Sign Up Free
Socialwider is all about social networking, sharing with friends and millions of people.

Dyke said the FA had "nothing to hide"

Dyke said the FIFA 15 Coins
had "nothing to hide".

"Within that document, most of the criticism is of individuals who co-operated the most fully," he said.

"If you actually didn't co-operate, you don't get criticised, which seems very weird to me.

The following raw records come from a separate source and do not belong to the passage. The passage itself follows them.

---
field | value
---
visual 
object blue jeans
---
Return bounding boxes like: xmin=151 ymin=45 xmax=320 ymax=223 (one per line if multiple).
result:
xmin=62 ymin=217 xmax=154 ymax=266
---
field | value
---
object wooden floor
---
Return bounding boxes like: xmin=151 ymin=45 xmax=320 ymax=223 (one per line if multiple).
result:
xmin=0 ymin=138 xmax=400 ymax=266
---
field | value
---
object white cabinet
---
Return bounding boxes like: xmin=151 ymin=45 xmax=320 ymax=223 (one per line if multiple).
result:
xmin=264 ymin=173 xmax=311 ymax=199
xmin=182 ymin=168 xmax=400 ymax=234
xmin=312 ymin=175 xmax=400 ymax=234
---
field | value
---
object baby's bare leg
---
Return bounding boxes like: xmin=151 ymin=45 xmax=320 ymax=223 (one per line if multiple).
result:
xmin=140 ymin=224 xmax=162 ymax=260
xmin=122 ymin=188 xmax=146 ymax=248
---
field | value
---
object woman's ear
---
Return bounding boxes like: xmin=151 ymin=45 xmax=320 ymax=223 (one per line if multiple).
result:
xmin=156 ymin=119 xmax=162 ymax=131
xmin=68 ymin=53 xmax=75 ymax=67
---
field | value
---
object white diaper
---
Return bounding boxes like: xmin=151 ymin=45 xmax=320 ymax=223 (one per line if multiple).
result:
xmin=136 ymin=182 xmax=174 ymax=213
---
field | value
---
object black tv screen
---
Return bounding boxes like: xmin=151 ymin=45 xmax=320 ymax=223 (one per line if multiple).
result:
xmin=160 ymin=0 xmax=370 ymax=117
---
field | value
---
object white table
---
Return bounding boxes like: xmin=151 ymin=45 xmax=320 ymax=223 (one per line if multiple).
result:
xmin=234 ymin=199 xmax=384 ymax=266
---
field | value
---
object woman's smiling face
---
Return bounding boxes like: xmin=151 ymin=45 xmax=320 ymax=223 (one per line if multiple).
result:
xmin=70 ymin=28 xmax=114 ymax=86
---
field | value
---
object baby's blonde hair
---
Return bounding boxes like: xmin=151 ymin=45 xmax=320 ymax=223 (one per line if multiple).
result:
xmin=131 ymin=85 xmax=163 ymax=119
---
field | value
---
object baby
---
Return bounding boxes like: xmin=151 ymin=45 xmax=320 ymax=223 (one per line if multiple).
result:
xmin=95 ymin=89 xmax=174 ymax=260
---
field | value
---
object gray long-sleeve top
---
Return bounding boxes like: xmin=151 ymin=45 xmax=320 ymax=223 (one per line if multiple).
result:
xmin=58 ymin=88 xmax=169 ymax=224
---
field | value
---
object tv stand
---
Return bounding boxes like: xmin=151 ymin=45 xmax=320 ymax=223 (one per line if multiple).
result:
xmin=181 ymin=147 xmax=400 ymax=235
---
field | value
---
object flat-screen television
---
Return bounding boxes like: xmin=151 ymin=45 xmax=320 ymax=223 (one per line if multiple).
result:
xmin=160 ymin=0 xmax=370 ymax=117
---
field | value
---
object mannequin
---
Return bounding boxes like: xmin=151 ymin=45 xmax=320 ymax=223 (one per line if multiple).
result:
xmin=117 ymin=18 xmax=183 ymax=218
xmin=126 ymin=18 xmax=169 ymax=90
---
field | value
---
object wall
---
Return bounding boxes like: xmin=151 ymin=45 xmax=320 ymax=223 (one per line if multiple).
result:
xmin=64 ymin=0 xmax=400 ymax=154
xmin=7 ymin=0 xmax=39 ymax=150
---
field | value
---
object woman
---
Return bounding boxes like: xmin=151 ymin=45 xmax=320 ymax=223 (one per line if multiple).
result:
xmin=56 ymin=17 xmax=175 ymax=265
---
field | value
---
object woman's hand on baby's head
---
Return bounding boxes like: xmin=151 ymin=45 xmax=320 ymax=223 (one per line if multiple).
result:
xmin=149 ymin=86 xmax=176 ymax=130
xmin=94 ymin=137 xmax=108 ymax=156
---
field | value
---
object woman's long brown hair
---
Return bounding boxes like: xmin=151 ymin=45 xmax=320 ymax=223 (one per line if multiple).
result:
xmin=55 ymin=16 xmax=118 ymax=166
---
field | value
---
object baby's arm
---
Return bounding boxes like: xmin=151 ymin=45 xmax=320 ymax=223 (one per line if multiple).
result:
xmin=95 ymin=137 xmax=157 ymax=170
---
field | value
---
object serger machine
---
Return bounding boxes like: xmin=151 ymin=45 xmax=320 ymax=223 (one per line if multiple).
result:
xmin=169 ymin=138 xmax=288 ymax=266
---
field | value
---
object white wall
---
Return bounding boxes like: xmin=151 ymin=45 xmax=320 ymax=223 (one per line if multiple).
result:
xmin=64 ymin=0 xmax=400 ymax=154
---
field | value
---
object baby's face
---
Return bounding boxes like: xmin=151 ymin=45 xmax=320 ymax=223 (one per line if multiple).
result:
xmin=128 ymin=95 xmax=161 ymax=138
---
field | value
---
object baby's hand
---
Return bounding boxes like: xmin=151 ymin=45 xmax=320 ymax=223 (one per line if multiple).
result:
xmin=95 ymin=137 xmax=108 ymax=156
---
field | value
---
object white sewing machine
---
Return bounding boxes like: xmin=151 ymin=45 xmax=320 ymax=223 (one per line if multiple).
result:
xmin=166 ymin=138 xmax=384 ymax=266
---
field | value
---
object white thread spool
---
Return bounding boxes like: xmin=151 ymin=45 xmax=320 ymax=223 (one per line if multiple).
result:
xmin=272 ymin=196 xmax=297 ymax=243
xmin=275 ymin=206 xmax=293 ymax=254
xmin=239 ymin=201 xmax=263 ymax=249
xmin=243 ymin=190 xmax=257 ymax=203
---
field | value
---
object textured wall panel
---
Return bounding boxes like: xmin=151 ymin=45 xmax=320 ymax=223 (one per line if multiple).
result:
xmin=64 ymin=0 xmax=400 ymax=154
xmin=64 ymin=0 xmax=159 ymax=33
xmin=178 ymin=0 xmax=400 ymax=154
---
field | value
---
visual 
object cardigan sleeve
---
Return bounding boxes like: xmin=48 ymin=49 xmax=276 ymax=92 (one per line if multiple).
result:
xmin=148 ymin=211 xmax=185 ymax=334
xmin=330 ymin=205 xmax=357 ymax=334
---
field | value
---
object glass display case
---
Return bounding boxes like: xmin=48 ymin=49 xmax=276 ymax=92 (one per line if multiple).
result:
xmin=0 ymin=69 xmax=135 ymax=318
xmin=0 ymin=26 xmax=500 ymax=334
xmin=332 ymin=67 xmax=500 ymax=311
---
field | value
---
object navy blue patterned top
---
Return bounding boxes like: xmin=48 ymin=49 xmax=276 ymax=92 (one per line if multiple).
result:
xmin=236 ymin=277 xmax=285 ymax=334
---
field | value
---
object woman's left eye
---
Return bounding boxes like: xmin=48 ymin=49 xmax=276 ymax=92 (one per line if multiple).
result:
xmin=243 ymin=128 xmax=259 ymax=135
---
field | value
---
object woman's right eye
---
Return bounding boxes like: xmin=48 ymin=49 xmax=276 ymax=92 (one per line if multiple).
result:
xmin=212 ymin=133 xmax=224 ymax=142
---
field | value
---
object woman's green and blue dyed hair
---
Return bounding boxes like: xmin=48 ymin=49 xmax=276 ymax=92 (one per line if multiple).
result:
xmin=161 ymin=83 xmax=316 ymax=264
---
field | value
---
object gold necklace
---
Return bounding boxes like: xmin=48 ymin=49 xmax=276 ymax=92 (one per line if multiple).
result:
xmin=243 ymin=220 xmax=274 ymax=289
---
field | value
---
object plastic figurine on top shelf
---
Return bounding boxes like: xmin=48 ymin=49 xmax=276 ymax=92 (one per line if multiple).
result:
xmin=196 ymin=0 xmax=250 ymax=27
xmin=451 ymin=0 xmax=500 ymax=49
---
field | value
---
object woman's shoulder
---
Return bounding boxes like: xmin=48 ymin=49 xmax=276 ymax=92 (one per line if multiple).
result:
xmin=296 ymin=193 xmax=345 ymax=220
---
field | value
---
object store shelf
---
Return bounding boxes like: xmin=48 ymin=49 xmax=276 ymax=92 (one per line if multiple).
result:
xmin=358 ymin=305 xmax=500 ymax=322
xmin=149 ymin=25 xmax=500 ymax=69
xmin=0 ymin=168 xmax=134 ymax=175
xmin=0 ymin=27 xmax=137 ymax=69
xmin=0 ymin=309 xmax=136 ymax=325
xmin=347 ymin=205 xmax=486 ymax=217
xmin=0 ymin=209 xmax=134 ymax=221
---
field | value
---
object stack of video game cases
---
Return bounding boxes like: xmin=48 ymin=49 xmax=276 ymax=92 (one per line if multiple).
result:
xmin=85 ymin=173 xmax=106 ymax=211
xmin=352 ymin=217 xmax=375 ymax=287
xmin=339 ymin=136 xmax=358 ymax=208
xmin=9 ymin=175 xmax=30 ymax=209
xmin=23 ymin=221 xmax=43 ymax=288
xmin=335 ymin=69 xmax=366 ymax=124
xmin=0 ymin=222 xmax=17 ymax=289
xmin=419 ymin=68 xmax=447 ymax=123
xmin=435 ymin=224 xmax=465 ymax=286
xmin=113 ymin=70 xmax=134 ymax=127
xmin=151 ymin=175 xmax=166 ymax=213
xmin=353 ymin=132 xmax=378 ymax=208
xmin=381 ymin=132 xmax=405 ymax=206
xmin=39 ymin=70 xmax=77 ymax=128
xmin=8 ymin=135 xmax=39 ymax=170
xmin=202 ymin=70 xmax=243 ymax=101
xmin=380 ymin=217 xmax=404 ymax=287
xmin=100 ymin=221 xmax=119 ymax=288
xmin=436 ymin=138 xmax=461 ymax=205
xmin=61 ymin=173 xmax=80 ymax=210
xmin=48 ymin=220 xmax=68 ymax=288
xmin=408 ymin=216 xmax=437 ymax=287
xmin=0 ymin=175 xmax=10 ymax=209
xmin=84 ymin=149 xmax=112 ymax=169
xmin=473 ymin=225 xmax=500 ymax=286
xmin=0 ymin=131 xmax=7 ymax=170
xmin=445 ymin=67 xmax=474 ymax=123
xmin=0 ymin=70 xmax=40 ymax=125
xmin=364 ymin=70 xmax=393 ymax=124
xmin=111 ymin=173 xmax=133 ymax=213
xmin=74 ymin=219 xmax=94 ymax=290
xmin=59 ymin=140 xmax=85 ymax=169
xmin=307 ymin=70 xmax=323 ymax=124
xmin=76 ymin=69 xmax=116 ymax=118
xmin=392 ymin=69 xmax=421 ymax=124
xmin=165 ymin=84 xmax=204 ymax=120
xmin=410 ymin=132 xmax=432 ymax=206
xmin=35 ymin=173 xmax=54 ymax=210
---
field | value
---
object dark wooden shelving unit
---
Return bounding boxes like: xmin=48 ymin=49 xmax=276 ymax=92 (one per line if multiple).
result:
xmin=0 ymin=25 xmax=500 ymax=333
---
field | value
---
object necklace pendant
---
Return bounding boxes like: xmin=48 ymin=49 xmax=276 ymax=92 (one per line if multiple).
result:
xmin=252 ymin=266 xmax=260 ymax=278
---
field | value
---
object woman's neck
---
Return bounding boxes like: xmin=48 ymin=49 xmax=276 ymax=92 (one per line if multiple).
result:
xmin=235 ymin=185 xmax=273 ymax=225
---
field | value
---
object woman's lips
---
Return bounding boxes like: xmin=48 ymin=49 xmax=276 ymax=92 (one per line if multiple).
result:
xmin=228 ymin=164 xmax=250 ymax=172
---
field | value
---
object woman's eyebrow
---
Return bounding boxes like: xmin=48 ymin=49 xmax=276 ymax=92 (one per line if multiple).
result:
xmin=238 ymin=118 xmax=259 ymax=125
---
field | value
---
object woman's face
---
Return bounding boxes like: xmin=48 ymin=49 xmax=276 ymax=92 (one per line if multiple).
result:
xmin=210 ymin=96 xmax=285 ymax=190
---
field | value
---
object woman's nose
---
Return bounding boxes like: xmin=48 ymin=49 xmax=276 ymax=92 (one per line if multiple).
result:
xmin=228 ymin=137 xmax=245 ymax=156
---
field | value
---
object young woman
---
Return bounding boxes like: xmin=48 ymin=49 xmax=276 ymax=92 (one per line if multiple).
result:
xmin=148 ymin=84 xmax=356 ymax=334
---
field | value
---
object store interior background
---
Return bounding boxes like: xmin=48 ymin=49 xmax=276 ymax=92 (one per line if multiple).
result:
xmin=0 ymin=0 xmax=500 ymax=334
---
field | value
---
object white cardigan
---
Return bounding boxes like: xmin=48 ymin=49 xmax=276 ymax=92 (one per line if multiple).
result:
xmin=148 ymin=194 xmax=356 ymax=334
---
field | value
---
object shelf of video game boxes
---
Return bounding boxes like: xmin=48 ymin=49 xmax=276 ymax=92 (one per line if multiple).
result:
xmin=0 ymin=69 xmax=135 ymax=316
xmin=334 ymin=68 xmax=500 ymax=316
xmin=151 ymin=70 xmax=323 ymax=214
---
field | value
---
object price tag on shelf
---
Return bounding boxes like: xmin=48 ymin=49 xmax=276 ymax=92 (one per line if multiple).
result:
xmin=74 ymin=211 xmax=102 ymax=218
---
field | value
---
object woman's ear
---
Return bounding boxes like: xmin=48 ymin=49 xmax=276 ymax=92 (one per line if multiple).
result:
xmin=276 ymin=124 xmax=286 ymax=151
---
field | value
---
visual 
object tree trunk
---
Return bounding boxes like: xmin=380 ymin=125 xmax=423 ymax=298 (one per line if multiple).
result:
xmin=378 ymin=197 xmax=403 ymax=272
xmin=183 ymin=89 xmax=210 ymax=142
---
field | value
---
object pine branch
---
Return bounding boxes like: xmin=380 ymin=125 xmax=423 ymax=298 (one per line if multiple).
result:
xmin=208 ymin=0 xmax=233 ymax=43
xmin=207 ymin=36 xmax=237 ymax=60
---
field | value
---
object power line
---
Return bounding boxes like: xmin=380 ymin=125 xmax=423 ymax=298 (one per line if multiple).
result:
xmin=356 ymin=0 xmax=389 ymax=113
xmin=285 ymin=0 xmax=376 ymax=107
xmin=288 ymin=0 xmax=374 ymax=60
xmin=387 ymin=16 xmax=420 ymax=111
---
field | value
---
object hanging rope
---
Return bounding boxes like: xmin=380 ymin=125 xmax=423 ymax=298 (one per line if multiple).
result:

The FA, I don't think on this, has got anything to hide.

"Everything that was done was cleared with the Fifa executive beforehand and was told to the Garcia document by the English FA."

Lord Triesman, who was chairman of the FA at the time voting for the 2018 and 2022 World Cups took place, said he also desired to see the entire document.

Dyke also called for Garcia's document, which runs to hundreds of pages, to be published in full.

He was criticised in the document for failing to co-operate with the inquiry.

"I'm seldom satisfied by seeing summaries by someone else," Triesman told BBC Sport. "In this day and age, people are entitled to see the original."

British MP Damien Collins described Eckert's document as "a whitewash" before Garcia's statement was issued.

Fellow MP Clive Efford, Labour's Shadow Minister for Sport, added: "Fifa has no choice but to publish Michael Garcia's document in full if it expects someone to think their claims that there has been no cover-up over allegations of corruption in the World Cup bidding process."

Fifa's inquiry looked at the conduct of the nine teams bidding to win the right to stage the 2018 or 2022 World Cups.

It was initiated after a considerable number of corruption allegations were made one time voting had taken place in 2010.

Russia won the right to host the 2018 event, beating England as well as joint bids by the Netherlands and Belgium, and France and Portugal.

England collected votes after expressing high hopes of winning.

The official logo for the 2018 World Cup is shown off on the facade of the Bolshoi Theater in Moscow Qatar was subsequently accused of paying Fifa officials £3m to secure backing for its bid.

To much surprise, Qatar was awarded the 2022 event, edging out Australia, Japan, South Korea and the United States.

Hassan Al Thawadi, general secretary of the Qatar 2022 organising committee, told BBC Sport: "Throughout this whole process we have been transparent when it comes to the process of bidding for the 2022 World Cup.

The document cleared the Gulf state of corruption, although it noted that there were "certain indications of potentially problematic conduct of specific individuals".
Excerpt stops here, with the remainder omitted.